Les Serpents: Perfides unions
C’est avec un objet étrange comme on en voit rarement sur scène que Luce Pelletier et le Théâtre de l’Opsis amorcent le Cycle des territoires féminins. À la fois portrait familial, joute psychologique et théâtre d’horreur, la pièce s’installe dans un univers amalgamant fantastique et réalisme pour jouer avec les attentes du spectateur et le laisser coi.
Un 14 juillet caniculaire. Madame Diss (Isabelle Miquelon) visite son fils pour lui emprunter de l’argent, mais se fait refuser entretien et accès à la demeure. C’est la nouvelle femme de ce dernier (Catherine Paquin-Béchard), mère et épouse dévouée, qui l’accueille pour lui expliquer les raisonnements de son mari. Elles seront bientôt rejointes par l’ex-femme (Rachel Graton), venue régler ses comptes.
D’abord, il y a le partenariat entre la scénographie de Francis Farley-Lemieux et les éclairages de Marie-Aube St-Amant Duplessis qui, évoquant les peintures de maisons de David Lynch, arrive à construire à partir d’une seule idée, de prime abord inoffensive, une ambiance de plus en plus oppressante. L’innocente maison deviendra tranquillement l’antre saugrenu d’un dévoreur d’enfants.
Mais c’est le texte surtout qui se démarque dans l’expérience. Lauréate du Fémina (Rosie Carpe, Les Éditions de Minuit, 2001) et du Goncourt (Trois Femmes puissantes, Gallimard, 2009), Marie NDiaye nous offre une partition complexe et dense pour actrices aguerries. Ici, la menace réside en ce qui devrait être porteur de beauté. Le fils qui se révèle ingrat, le père sanguinaire, l’amoureux vampirique. L’ennemi est voleur de jeunesse, profanateur de dévotion, ogre inassouvissable. Cependant, il ne faudrait pas y lire une simple allégorie féministe puisque les femmes, lorsque vient le temps de se dévoiler, font montre des mêmes cruautés, de la même perfidie, des mêmes calculs. NDiaye délaisse la structure classique pour ausculter, à force d’éclats entre les personnages, les méandres glauques de la bête humaine.
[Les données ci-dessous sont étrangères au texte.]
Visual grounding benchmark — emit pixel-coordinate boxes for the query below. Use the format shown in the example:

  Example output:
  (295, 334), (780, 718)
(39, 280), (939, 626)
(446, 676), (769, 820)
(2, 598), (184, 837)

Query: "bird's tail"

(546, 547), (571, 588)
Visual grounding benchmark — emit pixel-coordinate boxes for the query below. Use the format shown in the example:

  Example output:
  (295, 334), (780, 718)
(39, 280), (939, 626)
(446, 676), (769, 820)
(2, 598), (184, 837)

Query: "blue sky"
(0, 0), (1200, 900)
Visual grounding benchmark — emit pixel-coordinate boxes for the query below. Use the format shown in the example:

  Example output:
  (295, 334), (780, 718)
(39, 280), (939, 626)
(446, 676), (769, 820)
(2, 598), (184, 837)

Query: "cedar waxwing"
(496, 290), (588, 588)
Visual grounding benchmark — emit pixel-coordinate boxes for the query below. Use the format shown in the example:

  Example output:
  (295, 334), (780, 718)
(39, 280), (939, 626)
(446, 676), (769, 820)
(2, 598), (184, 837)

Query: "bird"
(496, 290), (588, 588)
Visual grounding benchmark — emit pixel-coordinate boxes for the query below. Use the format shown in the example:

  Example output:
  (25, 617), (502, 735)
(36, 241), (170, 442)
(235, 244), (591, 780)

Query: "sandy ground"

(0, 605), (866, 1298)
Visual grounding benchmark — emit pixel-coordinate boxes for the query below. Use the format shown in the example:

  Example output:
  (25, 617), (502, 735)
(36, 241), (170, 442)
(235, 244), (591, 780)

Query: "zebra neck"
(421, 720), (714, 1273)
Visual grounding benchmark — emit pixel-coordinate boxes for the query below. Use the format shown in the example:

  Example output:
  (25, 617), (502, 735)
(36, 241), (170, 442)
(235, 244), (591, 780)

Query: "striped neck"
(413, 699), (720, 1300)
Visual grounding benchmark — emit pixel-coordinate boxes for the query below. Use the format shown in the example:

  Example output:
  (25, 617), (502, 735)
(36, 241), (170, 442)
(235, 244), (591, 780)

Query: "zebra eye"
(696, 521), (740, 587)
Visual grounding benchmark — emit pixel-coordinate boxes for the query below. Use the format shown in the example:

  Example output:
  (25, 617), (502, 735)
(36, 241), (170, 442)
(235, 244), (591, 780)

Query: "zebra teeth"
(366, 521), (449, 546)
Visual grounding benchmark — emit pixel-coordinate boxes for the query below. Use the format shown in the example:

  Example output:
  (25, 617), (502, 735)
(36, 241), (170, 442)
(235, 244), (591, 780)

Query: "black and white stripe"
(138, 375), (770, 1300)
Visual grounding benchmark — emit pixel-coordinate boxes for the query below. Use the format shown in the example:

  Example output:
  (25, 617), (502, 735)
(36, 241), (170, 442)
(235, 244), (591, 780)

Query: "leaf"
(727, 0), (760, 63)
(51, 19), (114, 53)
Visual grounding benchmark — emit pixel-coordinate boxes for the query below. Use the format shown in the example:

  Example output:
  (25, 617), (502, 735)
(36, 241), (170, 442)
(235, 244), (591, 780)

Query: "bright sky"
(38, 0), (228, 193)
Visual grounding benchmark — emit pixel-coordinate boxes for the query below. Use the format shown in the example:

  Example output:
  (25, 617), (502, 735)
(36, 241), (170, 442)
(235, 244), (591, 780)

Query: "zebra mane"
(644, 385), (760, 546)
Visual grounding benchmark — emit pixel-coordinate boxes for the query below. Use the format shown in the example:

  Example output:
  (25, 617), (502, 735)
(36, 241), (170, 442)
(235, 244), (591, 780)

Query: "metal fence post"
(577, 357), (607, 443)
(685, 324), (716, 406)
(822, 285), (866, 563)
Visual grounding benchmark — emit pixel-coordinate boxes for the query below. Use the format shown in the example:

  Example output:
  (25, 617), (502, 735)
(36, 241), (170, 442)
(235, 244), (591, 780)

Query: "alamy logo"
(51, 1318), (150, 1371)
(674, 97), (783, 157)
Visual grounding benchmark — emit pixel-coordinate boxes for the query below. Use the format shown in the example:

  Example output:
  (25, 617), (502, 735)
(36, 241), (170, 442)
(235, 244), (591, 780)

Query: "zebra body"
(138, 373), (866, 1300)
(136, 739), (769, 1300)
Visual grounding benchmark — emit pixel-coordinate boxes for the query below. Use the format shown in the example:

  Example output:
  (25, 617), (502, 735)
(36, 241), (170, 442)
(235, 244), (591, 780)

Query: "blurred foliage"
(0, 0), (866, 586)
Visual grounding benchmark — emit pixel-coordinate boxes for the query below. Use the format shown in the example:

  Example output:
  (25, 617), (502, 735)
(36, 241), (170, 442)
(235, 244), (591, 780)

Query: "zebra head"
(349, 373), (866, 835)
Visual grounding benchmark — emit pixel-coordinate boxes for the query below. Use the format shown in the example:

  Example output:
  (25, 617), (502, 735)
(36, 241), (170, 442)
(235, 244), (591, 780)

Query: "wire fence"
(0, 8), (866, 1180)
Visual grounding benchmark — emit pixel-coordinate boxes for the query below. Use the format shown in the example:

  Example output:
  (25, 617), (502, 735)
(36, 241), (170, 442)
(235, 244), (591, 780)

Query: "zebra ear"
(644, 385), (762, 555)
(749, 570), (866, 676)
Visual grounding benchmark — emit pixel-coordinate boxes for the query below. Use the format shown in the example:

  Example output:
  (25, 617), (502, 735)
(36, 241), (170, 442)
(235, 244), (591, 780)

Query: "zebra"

La pièce pourrait s’avérer hermétique pour certains, peut-être à cause du traitement ou du sujet. Si les actrices font preuve d’une force solide pour livrer l’oeuvre, elles semblent parfois écrasées par l’ampleur du monument, les empêchant d’explorer les nuances des différents registres. Il reste que Les Serpents, en déconstruisant les liens toxiques qui unissent parfois les familles, peint un tableau glacial de ce que l’humanité possède de dur et de laid.